Surprise! You’re on the Hook for Employer Withdrawal Liability
It’s no secret that multiemployer pension plans, like most defined benefit plans, are underfunded. Unfunded pension liability, also referred to as employer withdrawal liability, creates substantial risks for more than the employers obligated to make contributions to these multiemployer pension plans. Multiemployer pension plans are aggressively pursuing all sources of potential recovery to help remedy their funding shortfalls. These plans are having success and non-union entities are paying for it.
Last fall, the Seventh Circuit Court of Appeals expanded the doctrine of successor liability in the context of employer withdrawal liability. In Tsareff v. Manweb Services, Inc, Manweb purchased a union company, which had an obligation to contribute to a multiemployer pension plan. After the asset sale, the pension plan assessed the union company with its share of the pension plan’s unfunded pension liability. The pension plan then sued Manweb on the basis of successor liability. The trial court dismissed Manweb from the case after finding that Manweb lacked sufficient notice of the potential or contingent employer withdrawal liability. On appeal, the Seventh Circuit Court of Appeals rejected the district court’s application of the doctrine of successor liability.
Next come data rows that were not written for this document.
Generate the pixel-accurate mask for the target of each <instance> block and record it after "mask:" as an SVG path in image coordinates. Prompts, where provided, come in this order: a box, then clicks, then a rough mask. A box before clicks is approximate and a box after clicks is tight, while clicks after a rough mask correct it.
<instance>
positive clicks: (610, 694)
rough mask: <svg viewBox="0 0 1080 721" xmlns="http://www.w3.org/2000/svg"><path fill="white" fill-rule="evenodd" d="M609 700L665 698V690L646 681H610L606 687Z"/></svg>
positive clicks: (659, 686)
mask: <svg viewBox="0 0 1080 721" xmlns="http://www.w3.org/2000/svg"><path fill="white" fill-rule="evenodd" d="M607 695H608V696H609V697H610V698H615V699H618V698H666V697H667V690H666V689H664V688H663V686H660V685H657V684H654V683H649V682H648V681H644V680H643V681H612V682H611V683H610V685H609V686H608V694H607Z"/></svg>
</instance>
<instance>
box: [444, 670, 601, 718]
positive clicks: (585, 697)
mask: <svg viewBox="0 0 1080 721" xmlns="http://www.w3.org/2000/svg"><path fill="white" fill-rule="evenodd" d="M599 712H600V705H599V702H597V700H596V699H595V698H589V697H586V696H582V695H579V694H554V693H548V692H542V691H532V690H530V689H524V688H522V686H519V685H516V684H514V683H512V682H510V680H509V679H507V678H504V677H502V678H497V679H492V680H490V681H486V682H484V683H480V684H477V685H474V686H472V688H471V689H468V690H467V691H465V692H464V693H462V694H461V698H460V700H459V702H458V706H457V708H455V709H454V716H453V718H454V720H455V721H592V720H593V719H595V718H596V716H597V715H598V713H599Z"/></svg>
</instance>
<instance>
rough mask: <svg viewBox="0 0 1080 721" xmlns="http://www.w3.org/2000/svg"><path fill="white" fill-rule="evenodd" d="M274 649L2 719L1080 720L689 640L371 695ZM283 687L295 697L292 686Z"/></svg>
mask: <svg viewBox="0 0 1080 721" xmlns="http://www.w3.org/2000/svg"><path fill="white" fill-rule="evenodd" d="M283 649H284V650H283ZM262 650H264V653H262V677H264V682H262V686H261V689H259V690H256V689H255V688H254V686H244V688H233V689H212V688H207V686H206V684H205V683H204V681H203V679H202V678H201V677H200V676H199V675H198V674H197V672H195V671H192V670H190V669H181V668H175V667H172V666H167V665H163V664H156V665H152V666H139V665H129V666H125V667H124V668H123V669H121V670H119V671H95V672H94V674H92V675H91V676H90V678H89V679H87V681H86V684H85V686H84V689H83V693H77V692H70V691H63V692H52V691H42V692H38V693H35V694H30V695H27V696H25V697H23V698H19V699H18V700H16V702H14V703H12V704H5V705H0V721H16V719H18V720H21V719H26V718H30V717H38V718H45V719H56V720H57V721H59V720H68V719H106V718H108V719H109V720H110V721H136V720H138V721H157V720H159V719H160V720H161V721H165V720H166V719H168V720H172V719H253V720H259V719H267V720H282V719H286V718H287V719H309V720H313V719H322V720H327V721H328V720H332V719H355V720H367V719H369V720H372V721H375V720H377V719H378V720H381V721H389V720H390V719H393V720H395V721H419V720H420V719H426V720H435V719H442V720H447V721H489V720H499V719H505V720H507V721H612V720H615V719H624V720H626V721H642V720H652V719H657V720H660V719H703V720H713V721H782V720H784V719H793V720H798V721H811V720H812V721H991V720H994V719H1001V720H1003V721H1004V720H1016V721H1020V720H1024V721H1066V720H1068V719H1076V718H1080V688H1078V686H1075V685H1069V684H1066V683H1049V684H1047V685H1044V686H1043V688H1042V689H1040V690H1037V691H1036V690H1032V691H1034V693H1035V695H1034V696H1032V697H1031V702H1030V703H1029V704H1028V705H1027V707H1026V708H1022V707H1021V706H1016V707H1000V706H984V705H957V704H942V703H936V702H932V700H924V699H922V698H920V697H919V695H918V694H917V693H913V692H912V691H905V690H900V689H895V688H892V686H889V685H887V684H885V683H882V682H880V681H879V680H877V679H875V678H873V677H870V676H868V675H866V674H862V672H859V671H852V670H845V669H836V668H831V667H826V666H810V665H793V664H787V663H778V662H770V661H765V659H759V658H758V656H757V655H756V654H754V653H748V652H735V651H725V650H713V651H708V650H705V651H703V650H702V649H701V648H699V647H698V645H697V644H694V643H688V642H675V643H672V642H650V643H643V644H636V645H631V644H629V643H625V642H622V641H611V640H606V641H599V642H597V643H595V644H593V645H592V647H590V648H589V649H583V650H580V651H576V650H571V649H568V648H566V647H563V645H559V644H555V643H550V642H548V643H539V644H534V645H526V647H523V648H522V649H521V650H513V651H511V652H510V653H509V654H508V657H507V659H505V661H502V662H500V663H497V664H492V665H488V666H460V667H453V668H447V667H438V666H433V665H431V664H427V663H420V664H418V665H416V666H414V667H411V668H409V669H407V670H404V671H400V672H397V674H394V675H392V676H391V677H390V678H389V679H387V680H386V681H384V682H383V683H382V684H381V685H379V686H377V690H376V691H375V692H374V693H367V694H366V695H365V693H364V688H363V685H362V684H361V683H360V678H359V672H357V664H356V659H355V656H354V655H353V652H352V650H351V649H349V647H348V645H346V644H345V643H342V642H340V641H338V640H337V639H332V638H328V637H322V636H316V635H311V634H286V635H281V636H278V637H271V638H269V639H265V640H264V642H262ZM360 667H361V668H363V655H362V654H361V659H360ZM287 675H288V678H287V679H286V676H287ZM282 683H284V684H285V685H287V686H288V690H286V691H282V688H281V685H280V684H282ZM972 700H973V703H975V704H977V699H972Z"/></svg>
The Circuit Court found that notice of a contingent or potential employer withdrawal liability was sufficient. The Circuit Court reasoned that it would be inequitable, or unfair, to allow Manweb to keep the good parts of the union company without assuming its liability to the pension plan.
More recently, a multiemployer pension plan had success collecting withdrawal liability from two private equity funds. Generally, to recover withdrawal liability from an entity, other than the employer that is obligated to the pension plan, a two-prong test must be satisfied: (1) the entity must be under common control with the obligated employer; and (2) the entity must be a trade or business. Common control is satisfied when a parent company owns at least 80% of a subsidiary. On March 28, the U.S. District Court for the District of Massachusetts held that private equity funds were jointly and severally liable for employer withdrawal liability as a trade or business under common control, absent either entity having an 80% ownership in the union company. One private equity fund owned 70% of the obligated employer and the other owned 30%. The District Court found that the two private equity funds had formed a “partnership-in-fact” and engaged in a trade or business. As a result, both private equity funds were on the hook for approximately $4.5M in withdrawal liability.
These recent cases illustrate that it’s more important than ever to understand your employer withdrawal liability and the events that trigger an assessment. Further, entities considering purchasing the assets of or an ownership interest in an employer with obligations to a multiemployer pension plan should carefully evaluate the risks associated with employer withdrawal liability.